Enhancing Quantum Otto Engine Performance in Generalized External Potential on Bose-Einstein Condensation Regime

TL;DR

This paper investigates a quantum Otto engine with Bose-Einstein Condensation as the working medium, demonstrating that incomplete thermalization and residual coherence can significantly enhance the engine's efficiency at maximum power.

Contribution

It introduces a model for a quantum Otto engine using BEC in a generalized potential, analyzing the effects of thermal contact time and residual coherence on efficiency and power.

Findings

EMP is higher with BEC than normal Bose gas, exceeding Curzon-Ahlborn efficiency.

Incomplete thermalization can increase EMP by adjusting stroke times.

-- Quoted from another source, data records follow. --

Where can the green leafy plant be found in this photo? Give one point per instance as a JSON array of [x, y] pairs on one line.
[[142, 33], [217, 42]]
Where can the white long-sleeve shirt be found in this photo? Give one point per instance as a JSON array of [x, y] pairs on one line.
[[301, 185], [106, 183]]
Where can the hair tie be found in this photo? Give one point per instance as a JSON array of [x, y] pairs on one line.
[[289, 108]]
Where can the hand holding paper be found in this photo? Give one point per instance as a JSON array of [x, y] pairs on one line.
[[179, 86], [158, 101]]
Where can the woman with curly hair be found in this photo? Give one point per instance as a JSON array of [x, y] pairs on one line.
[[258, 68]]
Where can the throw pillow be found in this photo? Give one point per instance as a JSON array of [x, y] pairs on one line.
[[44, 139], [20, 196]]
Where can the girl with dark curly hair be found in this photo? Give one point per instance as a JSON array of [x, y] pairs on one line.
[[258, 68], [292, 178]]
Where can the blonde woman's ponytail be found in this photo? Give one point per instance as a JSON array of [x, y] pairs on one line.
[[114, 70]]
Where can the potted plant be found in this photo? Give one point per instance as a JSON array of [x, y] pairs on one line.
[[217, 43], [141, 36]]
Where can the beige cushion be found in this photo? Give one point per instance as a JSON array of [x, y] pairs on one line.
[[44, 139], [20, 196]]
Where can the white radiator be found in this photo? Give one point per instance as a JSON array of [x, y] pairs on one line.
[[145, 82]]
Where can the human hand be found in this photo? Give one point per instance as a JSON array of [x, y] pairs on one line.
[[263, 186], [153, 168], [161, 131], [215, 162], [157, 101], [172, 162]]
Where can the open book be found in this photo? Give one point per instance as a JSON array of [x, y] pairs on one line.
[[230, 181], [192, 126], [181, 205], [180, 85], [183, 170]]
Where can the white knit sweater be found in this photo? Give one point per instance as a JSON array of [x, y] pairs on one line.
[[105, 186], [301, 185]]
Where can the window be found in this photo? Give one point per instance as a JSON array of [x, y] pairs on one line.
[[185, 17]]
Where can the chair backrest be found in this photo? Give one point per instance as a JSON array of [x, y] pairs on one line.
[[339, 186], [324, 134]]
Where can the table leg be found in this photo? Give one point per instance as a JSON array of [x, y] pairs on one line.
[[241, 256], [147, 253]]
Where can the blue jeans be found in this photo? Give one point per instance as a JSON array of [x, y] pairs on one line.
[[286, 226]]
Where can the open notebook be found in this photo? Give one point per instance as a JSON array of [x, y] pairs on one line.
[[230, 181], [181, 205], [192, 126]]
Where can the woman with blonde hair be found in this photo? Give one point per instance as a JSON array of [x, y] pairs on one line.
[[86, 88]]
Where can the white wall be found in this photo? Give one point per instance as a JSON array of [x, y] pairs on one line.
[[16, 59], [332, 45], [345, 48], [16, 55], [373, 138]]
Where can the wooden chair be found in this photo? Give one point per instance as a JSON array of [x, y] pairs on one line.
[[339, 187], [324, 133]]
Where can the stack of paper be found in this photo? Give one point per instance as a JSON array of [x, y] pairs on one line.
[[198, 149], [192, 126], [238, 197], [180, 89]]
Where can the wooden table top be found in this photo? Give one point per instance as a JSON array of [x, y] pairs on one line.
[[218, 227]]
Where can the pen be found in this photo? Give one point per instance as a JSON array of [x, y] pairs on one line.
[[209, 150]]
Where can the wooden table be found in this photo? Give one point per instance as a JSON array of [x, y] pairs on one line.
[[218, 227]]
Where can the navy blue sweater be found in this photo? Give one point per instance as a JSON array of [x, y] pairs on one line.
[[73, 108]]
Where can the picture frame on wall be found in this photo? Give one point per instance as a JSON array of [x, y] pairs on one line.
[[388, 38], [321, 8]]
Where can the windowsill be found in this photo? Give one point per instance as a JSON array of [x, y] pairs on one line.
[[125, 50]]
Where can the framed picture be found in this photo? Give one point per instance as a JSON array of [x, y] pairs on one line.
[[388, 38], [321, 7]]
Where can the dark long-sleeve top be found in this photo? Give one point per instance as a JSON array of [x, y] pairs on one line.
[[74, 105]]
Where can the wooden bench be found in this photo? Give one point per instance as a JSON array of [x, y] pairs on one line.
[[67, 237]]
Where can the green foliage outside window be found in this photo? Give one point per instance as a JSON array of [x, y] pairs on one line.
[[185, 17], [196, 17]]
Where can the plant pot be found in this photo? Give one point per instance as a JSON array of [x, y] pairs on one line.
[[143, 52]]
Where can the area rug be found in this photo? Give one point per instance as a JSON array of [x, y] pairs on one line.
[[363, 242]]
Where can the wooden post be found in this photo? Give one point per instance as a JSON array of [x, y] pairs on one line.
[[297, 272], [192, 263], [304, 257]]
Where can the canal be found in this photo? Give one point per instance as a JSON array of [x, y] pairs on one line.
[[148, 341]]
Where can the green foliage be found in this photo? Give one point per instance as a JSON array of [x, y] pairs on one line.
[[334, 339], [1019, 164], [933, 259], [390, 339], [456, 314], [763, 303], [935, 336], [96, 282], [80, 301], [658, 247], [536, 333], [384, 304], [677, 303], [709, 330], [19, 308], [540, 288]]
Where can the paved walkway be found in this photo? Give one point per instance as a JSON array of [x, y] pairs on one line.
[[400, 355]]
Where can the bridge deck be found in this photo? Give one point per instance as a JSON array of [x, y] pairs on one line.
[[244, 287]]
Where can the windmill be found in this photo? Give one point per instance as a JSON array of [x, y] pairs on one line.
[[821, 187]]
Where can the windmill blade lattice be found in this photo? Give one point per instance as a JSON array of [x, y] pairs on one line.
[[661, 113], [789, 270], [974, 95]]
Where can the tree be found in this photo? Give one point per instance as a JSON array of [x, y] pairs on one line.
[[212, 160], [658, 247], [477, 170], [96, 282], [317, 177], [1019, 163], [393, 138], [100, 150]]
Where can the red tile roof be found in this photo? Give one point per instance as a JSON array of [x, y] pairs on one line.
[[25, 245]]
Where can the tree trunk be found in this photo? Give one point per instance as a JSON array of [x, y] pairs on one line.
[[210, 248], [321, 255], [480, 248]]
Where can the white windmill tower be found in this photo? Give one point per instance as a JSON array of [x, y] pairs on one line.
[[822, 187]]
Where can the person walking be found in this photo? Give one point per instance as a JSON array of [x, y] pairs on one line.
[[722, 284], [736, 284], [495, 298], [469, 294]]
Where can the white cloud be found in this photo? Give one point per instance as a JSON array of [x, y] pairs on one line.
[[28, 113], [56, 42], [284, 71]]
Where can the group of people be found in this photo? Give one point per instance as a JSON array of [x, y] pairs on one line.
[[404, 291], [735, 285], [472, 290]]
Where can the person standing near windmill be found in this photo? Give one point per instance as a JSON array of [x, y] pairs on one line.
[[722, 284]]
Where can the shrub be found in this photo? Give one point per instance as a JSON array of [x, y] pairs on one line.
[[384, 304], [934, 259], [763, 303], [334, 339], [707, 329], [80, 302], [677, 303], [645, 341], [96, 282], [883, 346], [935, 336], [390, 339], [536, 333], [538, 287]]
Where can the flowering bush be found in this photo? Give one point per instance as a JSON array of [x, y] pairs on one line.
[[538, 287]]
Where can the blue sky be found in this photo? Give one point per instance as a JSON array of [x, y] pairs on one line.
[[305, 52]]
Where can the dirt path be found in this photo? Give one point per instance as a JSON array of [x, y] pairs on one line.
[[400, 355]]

Residual coherence emerging from incomplete thermalization enhances engine performance.

Abstract

We examine a quantum Otto engine using both Bose-Einstein Condensation (BEC) and normal Bose gas as working medium trapped in generalized external potential. We treated the engine quasi-statically and endoreversibly. Since the expansion and compression in both quasi-static and endoreversible take place isentropic, the expression of efficiency is similar. However, the power output in the quasi-static cycle is zero due to infinite and long stroke time. In contrast, with an endoreversible cycle, thermalization with two reservoirs takes place at a finite time. We use Fourier's law in conduction to formulate the relation between temperature of medium and reservoir, making work depend on heating and cooling stroke time. Moreover, we maximized the power with respect to compression ratio $\kappa$ to obtain efficiency at maximum power (EMP). We found that EMP is significantly higher when using BEC as a working medium, meanwhile EMP with normal Bose gas is just Curzon-Ahlborn efficiency. We also investigate the effect of thermal contact time $\tau$ with hot $(\tau_{h})$ and cold $(\tau_{l})$ reservoir on EMP. We found that when complete thermalization, $\tau_{h}=\tau_{l}$, stroke time occurs, there are no significant differences. Nevertheless, while incomplete thermalization arise, by adjusting various cooling and heating stroke time, provides a significant result on EMP, which is much higher at $\tau_{h}<\tau_{l}$ stroke time whilst lower at $\tau_{h}>\tau_{l}$ stroke time. We conclude this incomplete thermalization leads to the condition where residual coherence emerges which enhances the EMP of the engine.